Muziekgenres en tijdelijke voorkeuren en liefhebberijen komen en gaan, dus persoonlijk had ik niet vermoed na bijna twee jaar enkel Koreaanse popmuziek te luisteren nog steeds elke dag mee op de K-pop golf te surfen. Ondanks de dagen dat de kinderachtigheden, de fan wars op social media, de idiote cancellations voor de minste gepercipieerde faux pas, de rechtszaken en de vaak toch wel heel generieke nieuwe K-pop acts je allemaal de strot uitkomen, overwint de charme steeds opnieuw, gewoon ook al omdat er letterlijk duizenden K-pop nummers zijn om naar terug te grijpen als de current state of k-pop je even te veel wordt.
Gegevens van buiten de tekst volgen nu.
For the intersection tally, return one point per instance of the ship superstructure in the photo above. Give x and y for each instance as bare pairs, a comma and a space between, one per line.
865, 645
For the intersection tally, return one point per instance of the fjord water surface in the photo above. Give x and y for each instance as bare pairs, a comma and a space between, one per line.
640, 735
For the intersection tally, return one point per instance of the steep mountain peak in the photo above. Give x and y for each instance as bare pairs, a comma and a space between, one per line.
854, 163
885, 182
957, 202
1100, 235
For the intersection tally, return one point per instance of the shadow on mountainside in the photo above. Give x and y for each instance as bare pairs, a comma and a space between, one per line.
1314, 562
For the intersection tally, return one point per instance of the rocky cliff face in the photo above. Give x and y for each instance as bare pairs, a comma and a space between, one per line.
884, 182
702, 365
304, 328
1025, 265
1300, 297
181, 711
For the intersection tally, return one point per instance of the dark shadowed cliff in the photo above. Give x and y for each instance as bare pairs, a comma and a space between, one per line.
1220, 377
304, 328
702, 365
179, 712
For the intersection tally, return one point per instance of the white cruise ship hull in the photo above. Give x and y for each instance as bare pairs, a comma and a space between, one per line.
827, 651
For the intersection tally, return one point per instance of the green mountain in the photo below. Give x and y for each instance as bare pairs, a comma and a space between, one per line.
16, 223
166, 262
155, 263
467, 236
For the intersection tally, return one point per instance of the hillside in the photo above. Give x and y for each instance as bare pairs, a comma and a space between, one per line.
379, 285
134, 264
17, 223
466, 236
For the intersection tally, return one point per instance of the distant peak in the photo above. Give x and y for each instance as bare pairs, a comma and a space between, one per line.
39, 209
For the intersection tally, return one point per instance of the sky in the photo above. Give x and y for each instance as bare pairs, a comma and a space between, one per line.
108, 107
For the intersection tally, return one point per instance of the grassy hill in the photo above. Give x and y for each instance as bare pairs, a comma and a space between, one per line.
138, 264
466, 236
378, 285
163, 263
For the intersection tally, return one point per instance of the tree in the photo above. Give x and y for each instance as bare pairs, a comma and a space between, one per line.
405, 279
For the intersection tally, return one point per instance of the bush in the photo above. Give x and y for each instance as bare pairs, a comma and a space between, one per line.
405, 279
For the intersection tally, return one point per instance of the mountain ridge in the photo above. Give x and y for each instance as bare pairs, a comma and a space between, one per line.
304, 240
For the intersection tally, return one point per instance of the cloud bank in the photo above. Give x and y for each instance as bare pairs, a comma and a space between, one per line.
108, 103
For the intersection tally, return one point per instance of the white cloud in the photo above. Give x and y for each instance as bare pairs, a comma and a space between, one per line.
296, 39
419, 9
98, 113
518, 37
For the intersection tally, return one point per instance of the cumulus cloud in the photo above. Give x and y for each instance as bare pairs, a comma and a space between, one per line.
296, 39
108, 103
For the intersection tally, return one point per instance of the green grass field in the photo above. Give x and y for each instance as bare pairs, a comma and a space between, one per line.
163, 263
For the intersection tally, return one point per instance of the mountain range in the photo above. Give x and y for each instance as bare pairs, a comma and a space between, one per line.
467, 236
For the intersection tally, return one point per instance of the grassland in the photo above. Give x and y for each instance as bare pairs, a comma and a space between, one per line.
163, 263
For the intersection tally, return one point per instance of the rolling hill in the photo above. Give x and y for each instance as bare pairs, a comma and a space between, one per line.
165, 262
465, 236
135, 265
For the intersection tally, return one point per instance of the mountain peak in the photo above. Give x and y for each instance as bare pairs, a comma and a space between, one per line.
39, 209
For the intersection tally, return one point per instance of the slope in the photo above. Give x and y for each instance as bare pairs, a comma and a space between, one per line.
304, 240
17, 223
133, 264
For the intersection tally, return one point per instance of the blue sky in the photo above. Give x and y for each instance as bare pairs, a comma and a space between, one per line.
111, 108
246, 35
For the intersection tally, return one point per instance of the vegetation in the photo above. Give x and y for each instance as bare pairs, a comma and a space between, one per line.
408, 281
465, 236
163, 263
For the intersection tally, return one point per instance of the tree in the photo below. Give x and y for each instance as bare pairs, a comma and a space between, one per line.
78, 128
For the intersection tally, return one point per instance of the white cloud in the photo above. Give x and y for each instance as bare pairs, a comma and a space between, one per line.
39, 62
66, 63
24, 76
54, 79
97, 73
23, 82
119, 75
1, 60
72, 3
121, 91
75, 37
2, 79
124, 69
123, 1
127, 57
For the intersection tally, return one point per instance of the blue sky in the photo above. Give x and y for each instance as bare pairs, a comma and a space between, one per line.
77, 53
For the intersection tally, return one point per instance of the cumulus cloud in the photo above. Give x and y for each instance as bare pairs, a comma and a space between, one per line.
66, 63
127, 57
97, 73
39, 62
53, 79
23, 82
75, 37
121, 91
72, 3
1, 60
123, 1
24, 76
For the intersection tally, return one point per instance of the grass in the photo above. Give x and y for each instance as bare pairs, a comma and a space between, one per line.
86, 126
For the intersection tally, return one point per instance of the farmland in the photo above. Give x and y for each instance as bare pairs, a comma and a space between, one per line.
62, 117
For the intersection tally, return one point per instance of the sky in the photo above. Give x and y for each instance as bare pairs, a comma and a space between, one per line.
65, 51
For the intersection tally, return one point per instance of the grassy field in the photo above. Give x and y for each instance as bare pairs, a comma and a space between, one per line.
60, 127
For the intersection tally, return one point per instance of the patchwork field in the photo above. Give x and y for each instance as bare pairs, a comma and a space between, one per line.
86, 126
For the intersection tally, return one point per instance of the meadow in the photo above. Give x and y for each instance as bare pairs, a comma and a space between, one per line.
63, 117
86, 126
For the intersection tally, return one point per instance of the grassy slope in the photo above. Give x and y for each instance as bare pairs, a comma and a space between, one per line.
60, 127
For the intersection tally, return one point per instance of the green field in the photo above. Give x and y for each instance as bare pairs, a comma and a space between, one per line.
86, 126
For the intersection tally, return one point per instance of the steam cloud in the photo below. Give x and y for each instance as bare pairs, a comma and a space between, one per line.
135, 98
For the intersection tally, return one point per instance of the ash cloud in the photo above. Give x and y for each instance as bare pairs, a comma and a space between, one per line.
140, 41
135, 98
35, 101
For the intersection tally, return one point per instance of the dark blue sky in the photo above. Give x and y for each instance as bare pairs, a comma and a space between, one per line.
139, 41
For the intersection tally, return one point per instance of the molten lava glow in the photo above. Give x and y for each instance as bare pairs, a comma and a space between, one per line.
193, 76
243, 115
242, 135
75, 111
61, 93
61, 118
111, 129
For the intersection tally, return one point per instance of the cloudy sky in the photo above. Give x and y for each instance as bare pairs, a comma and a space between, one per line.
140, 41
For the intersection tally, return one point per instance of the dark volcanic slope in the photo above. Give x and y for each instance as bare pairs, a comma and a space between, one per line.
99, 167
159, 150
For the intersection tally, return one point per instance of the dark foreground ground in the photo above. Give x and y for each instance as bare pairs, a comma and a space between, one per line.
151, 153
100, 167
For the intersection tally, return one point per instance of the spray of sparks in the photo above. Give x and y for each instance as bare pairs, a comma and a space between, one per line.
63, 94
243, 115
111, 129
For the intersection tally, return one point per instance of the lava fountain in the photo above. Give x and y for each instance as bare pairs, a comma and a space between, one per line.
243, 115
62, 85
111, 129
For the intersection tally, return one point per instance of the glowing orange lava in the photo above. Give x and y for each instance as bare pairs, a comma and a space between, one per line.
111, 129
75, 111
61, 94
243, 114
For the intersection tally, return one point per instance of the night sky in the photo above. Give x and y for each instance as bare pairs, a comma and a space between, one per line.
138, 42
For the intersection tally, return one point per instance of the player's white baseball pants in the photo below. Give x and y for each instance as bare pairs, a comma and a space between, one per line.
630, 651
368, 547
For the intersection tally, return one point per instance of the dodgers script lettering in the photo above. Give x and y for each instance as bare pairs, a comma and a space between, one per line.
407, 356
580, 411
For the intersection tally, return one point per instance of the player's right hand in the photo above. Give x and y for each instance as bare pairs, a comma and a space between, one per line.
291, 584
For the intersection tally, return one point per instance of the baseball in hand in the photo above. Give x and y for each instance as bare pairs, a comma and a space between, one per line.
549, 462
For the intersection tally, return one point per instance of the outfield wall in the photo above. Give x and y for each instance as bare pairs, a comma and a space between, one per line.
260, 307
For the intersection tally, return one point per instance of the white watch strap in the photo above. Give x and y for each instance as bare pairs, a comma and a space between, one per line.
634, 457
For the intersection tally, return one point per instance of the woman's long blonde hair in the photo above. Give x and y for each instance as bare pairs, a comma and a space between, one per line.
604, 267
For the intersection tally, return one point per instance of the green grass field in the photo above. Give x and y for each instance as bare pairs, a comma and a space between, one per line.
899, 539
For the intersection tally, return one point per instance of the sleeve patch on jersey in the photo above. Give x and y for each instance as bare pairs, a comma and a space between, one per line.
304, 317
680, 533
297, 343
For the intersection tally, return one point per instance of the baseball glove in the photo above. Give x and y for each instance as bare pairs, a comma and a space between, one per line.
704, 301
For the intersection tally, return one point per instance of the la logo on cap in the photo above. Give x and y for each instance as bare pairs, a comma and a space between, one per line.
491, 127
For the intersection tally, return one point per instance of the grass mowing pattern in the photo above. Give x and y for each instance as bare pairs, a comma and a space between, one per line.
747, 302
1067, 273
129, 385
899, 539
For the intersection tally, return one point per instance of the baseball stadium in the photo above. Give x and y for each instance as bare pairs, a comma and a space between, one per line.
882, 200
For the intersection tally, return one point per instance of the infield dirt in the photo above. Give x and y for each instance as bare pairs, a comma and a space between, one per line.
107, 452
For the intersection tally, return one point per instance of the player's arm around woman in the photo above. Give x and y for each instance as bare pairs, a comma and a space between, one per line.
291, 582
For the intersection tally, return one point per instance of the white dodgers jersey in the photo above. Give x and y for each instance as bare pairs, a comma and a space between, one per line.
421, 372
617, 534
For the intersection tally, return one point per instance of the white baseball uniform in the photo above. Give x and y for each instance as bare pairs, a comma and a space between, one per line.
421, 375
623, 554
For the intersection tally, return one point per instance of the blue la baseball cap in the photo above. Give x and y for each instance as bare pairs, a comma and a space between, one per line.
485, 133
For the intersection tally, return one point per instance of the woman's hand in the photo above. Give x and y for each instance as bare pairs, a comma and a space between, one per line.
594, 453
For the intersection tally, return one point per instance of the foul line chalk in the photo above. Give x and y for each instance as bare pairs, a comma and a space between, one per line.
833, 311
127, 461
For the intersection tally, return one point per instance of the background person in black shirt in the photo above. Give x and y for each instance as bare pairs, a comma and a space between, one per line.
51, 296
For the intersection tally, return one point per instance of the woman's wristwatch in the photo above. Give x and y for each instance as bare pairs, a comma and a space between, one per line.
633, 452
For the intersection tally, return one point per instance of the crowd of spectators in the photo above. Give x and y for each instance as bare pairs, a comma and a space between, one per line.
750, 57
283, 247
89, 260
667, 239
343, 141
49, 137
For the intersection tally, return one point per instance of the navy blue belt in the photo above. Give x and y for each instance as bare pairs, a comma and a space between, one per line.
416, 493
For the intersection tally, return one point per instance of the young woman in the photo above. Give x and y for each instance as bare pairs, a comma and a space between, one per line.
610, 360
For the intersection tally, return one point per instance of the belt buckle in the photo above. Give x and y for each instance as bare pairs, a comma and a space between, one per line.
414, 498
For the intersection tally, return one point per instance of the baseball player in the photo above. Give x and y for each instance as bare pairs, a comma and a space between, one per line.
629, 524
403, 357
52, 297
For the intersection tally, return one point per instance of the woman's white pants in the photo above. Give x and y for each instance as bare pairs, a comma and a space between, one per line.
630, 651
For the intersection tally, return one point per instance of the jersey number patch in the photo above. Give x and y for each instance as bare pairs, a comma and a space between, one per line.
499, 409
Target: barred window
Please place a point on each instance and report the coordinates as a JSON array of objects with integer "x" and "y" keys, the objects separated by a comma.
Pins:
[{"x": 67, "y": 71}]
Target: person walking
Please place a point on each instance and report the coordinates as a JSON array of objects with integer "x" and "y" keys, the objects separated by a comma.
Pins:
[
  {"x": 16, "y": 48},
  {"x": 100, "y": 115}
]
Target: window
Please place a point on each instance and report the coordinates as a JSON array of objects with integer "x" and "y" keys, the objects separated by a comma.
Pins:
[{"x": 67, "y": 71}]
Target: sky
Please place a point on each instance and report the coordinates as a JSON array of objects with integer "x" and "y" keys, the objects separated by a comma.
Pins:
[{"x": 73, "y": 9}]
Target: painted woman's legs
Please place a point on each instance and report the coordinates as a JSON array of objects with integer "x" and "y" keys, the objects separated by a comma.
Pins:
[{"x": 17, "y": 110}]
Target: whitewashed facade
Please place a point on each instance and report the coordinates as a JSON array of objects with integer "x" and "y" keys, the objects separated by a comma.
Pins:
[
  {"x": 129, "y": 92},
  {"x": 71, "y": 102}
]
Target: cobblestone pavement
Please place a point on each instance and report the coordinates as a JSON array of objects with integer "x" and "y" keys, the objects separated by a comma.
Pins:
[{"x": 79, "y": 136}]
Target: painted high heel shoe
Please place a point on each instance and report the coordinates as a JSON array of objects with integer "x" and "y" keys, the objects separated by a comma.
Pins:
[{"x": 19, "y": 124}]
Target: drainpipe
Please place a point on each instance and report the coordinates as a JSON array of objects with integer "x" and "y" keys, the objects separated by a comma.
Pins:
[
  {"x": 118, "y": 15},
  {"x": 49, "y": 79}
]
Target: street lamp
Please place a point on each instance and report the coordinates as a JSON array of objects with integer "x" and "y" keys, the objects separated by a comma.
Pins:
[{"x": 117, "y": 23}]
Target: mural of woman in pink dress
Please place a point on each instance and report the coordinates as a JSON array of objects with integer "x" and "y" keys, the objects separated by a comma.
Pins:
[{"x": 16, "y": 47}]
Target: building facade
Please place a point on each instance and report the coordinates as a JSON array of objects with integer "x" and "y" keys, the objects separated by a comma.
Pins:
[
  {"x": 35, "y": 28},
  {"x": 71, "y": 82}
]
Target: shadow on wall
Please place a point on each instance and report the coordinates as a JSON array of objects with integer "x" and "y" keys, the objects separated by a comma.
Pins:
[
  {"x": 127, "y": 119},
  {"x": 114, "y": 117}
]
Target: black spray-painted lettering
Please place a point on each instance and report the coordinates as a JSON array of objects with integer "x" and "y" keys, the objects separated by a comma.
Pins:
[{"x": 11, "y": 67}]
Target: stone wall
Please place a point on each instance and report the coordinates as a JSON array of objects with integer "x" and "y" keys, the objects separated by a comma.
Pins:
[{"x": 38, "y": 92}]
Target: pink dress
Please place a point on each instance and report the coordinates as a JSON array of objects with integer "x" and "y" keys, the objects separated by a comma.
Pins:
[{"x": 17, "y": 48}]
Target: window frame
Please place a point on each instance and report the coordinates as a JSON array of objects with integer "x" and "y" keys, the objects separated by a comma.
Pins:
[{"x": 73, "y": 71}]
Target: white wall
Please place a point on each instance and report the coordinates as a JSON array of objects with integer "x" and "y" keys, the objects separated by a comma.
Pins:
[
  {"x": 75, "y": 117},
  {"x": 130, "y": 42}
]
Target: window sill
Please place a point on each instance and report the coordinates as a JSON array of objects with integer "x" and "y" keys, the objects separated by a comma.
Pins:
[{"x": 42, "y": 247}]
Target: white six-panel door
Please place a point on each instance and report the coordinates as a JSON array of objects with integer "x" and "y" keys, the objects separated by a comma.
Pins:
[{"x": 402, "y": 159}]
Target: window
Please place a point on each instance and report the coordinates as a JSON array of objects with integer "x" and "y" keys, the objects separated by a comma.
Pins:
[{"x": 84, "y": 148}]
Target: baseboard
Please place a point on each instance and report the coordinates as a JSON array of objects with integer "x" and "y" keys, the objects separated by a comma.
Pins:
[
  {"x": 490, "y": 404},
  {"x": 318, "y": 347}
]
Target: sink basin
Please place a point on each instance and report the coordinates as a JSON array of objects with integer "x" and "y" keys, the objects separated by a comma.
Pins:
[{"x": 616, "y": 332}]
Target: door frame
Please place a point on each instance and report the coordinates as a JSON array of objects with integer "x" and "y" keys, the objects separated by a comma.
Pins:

Blackpink heeft na twee jaar nog eens een hit gebaard, aespa blijft knaller na knaller uitbrengen, oude held Key heeft net een absolute topper met de wereld gedeeld en BTS staat nog steeds op non-actief. En dan heb ik het nog niet over de onwaarschijnlijke Netflix hit Kpop Demon Hunters, die ondanks - of misschien dankzij - de Amerikaanse makelij zowaar dreigt uit te monden in het grootste K-pop event ooit. Net iets te generisch om mijn ding te zijn, maar alles wat K-pop naar de massa brengt is beter dan andersom. Beter kan het feitelijk amper.
De voorbije jaren is het einde of minstens het absolute dieptepunt van K-pop al talloze malen afgekondigd. Ik moet daar eens smakelijk om lachen. En dit artikel in The Guardian slaat echt wel de nagel op de kop waarom dat zo is. Niet dat de gebruikelijke lacherigheid of het regelrechte onbegrip over K-pop hier helemaal vermeden wordt. Daarvoor beschouwen westerse schrijvers en commentatoren zich toch nog altijd iets te superieur over die rare Koreanen, met hun dansjes en kinderachtige melodietjes. Onzin uiteraard. Maar voor het eerst lees ik hier toch een zeker inzicht in het verschil tussen Koreaanse en westerse popmuziek. Dat niet merkwaardig eerder positief uitvalt voor het Koreaanse kamp.
Dat oosterlingen meer gefocust zouden zijn op het collectief, behoudender, zeg maar gerust conservatiever, en beleefder zouden zijn mogen dan ondertussen uitgewoonde clichés zijn maar het is ook waarheid. Voor een K-pop artiest is popmuziek geen lachertje, maar minstens ambacht en op zijn best kunstvorm. En om tot kunst te komen moet je hard werken. Wie zoals ikzelf fan is van een K-pop groep ziet het haast wekelijks voorbijkomen uit de mond van zijn favoriete K-pop sterren: I of We will work harder.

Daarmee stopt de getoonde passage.